Source per partition does not support backoff "restart" #1386

fguerout · 2021-06-25T19:22:03Z

Versions used

Akka version: "2.6.15"
Akka Kafka version: "2.1.0"

Expected Behavior

Using source per partition (Consumer.committablePartitionedSource - https://doc.akka.io/docs/alpakka-kafka/current/consumer.html#source-per-partition) and source restart (RestartSource.onFailuresWithBackoff - https://doc.akka.io/docs/alpakka-kafka/current/errorhandling.html#restarting-the-stream-with-a-backoff-stage) : source per partition should be restarted in case of stream failure.

Actual Behavior

Using source per partition (Consumer.committablePartitionedSource - https://doc.akka.io/docs/alpakka-kafka/current/consumer.html#source-per-partition) and source restart (RestartSource.onFailuresWithBackoff - https://doc.akka.io/docs/alpakka-kafka/current/errorhandling.html#restarting-the-stream-with-a-backoff-stage) : in case of stream failure, source per partition is restarted but then completed, and data are not consumed anymore from that partition.

Relevant logs

akka.stream.scaladsl.RestartWithBackoffSource [RestartWithBackoffSource(akka://processor)]                                                                          
        Restarting graph due to failure. stack_trace: 
[...]
        Caused by: java.util.concurrent.TimeoutException: Ask timed out on
[...]
akka.kafka.internal.CommittableSubSourceStageLogic [CommittableSubSourceStageLogic(akka://processor)] 
        [c1832#1] Starting. Partition test-15
akka.kafka.internal.KafkaConsumerActor [akka://processor@127.0.0.1:2551/system/kafka-consumer-1] 
        [5881c] RequestMessages from topic/partition Set(test-15) already requested by other stage Set(test-15)
akka.kafka.internal.CommittableSubSourceStageLogic [CommittableSubSourceStageLogic(akka://processor)] 
        [c1832#1] Completing. Partition test-15

Reproducible Test Case

Consumer.committablePartitionedSource(
                consumerSettings,
                Subscriptions.topics("test"))
                .mapAsyncUnordered(10, topicToSource ->
                        RestartSource.onFailuresWithBackoff(
                                RestartSettings.create(
                                        Duration.ofSeconds(3),
                                        Duration.ofSeconds(30),
                                        0.2),
                                () -> topicToSource.second()
                                        .mapAsync(1, message ->
                                                askWithStatus(vehicleActor,
                                                        (ActorRef<StatusReply<Done>> replyTo) -> new ProcessMessage("", replyTo),
                                                        Duration.ofSeconds(10),
                                                        context.getSystem().scheduler())
                                                        .thenApply(done -> message.committableOffset())))
                                .runWith(Committer.sink(CommitterSettings.create(context.getSystem().classicSystem())), context.getSystem()))
                .toMat(Sink.ignore(), Consumer::createDrainingControl)
                .run(context.getSystem());

The text was updated successfully, but these errors were encountered:

mwkohout · 2021-09-23T14:58:46Z

Is there a workaround for this on the current release(2.1.1)?

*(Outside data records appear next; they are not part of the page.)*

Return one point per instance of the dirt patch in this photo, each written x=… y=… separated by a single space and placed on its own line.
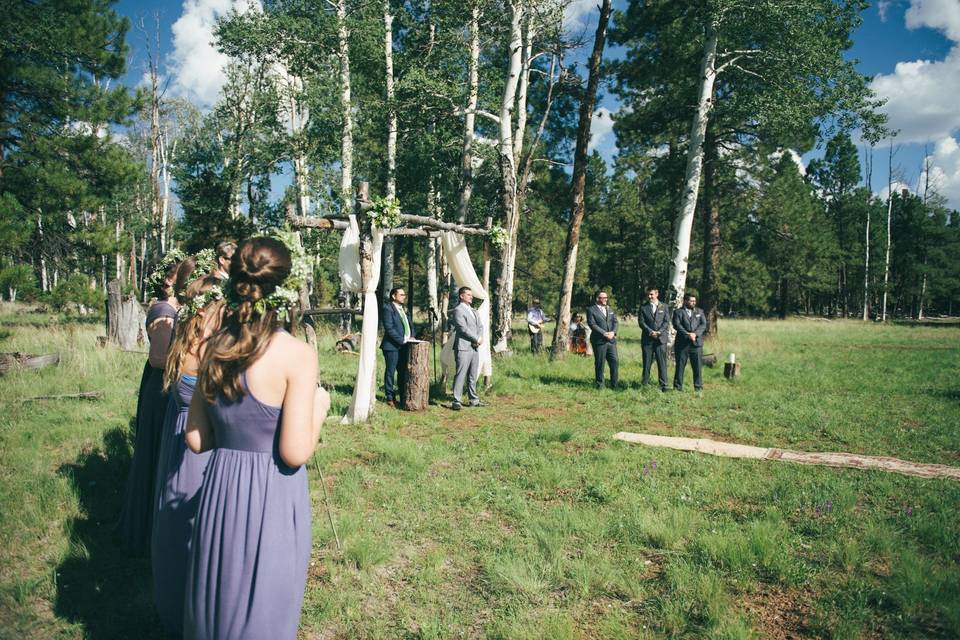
x=778 y=613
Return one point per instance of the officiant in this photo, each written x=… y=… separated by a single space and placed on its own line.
x=397 y=334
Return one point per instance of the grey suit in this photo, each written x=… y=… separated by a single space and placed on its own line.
x=683 y=347
x=467 y=333
x=604 y=350
x=654 y=320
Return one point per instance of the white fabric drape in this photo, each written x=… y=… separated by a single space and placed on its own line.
x=455 y=250
x=364 y=391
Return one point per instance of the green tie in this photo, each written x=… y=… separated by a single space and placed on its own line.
x=406 y=326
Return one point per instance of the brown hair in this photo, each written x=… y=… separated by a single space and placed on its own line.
x=189 y=334
x=257 y=268
x=162 y=290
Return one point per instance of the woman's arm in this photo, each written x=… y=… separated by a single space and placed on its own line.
x=304 y=407
x=199 y=434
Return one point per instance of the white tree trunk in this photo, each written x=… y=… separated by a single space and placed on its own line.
x=683 y=226
x=508 y=174
x=469 y=120
x=886 y=260
x=346 y=134
x=44 y=281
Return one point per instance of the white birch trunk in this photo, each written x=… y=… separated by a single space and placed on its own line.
x=469 y=119
x=886 y=261
x=683 y=226
x=508 y=174
x=346 y=134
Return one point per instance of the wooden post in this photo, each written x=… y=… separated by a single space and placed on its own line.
x=416 y=393
x=125 y=318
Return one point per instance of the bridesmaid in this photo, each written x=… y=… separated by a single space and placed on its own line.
x=180 y=472
x=259 y=409
x=138 y=505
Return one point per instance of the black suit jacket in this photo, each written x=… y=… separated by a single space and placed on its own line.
x=393 y=328
x=696 y=324
x=600 y=324
x=658 y=320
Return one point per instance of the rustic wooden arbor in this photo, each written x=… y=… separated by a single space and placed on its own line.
x=369 y=241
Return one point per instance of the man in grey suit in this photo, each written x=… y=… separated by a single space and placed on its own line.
x=691 y=324
x=467 y=338
x=654 y=326
x=603 y=338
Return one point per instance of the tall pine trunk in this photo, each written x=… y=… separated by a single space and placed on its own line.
x=578 y=187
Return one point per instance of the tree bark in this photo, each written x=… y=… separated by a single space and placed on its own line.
x=508 y=188
x=578 y=187
x=346 y=132
x=387 y=255
x=416 y=392
x=886 y=262
x=683 y=226
x=125 y=318
x=710 y=287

fguerout · 2021-09-23T15:02:20Z

Hi @mwkohout , you could rely on "retry pattern" (https://doc.akka.io/docs/akka/current/futures.html#retry) in source processing logic.

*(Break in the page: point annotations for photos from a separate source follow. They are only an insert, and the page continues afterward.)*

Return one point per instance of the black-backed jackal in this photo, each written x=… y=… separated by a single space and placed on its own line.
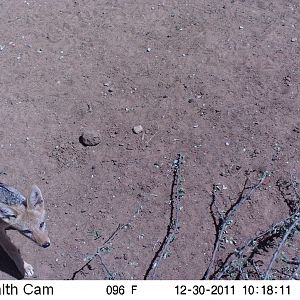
x=27 y=215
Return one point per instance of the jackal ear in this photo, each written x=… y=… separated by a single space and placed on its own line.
x=7 y=211
x=35 y=199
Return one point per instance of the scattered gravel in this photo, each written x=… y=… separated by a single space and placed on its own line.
x=89 y=138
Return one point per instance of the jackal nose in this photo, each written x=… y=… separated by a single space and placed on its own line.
x=45 y=245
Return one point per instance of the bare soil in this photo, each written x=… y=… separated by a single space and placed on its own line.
x=214 y=80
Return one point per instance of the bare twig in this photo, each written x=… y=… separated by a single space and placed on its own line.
x=226 y=221
x=288 y=232
x=173 y=226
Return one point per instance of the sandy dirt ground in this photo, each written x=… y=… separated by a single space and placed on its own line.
x=214 y=80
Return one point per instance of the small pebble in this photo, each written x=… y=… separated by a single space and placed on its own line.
x=137 y=129
x=89 y=138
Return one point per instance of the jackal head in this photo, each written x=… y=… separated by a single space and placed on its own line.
x=28 y=218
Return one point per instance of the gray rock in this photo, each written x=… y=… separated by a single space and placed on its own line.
x=89 y=138
x=137 y=129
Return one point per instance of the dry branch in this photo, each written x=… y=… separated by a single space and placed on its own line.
x=177 y=193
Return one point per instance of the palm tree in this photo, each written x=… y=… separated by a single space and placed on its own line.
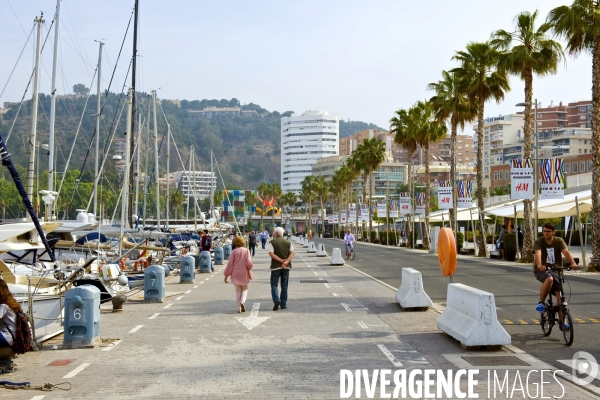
x=428 y=130
x=263 y=191
x=579 y=24
x=451 y=103
x=403 y=126
x=526 y=51
x=482 y=81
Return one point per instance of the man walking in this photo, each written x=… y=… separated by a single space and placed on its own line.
x=281 y=252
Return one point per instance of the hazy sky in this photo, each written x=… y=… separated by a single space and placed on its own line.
x=359 y=59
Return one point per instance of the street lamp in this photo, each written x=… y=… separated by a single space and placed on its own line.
x=535 y=166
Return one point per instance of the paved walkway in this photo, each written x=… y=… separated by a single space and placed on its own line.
x=194 y=345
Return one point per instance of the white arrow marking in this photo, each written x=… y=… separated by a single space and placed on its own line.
x=253 y=320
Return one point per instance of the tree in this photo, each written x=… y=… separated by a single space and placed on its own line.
x=451 y=103
x=526 y=51
x=579 y=24
x=80 y=88
x=482 y=81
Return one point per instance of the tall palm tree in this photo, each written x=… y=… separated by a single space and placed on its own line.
x=526 y=51
x=451 y=103
x=404 y=126
x=483 y=81
x=579 y=24
x=428 y=130
x=263 y=191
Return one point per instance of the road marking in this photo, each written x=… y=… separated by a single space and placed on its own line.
x=390 y=356
x=76 y=371
x=253 y=320
x=137 y=328
x=109 y=348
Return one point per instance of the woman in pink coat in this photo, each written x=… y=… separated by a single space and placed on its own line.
x=239 y=268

mwkohout · 2021-09-23T17:38:31Z

thanks for your idea @fguerout but either my test case is bad or it's got something that prevents it from rereading a message:

here's a testcase that's executed as part of a Junit 5 TestcontainersKafkaTest subclass:


 ActorSystem testSystem = ActorSystem.apply();
    setUpAdminClient();
    String topicName = createTopic();
    String groupId = createGroupId();

    AtomicBoolean fail = new AtomicBoolean(true);

    Done published = Source.from(
        List.of(
            new ProducerRecord<String,String>(topicName,"someKey","someValue")
            //        new ProducerRecord<String,String>(topicName,"someKey2","someValue2")
        )).runWith(Producer.plainSink(producerDefaults()),Materializer.apply(system)).toCompletableFuture().get();

    Source<Pair<TopicPartition, Source<ConsumerMessage.CommittableMessage<String, String>, NotUsed>>, Consumer.Control> source = Consumer.committablePartitionedSource(
        consumerDefaults().withGroupId(groupId).withProperty("auto.offset.reset", "earliest"),
        Subscriptions.topics(topicName));

    TestKit tk = new TestKit(testSystem);
    CompletionStage<Done> processedAndCommittedSource = source.mapAsyncUnordered(3, pair -> {
      Callable<CompletionStage<Done>> running =()-> pair.second().map( m-> {
        if(fail.get()){
          fail.set(false);
          throw new Exception("fail");
        }
            tk.getTestActor().tell(m.record().value(), ActorRef.noSender());
            return m.committableOffset();
          }
          ).runWith(Sink.ignore(), system);

      return Patterns.retry(running,3,Duration.ofSeconds(10),Duration.ofSeconds(40),0.1, system);
    }).runWith(Sink.ignore(), system);

    var processedValue = tk.receiveOne(Duration.ofSeconds(120));

    assertEquals("someValue", processedValue);

Is there an issue with the way I've written my testcase?

mmatloka · 2021-09-27T13:24:34Z

Hey, quite recently we have tested in our project a few variants of using RestartSource after/inside of the committablePartitionedSource. Our tests result was that it does not work fully correctly in any variant (e.g. if one item processing failed still next stream elements were being processed). The only way to make it work was to wrap the whole Consumer.committablePartitionedSource in RestartSource.

mwkohout · 2021-09-27T18:23:53Z

thank you @mmatloka -- that did the trick. I just pulled the whole flow, with the per-partition logic set up inside my mapAsyncUnordered into the restartable source callable. It restarted and reprocessed the messages as I expected.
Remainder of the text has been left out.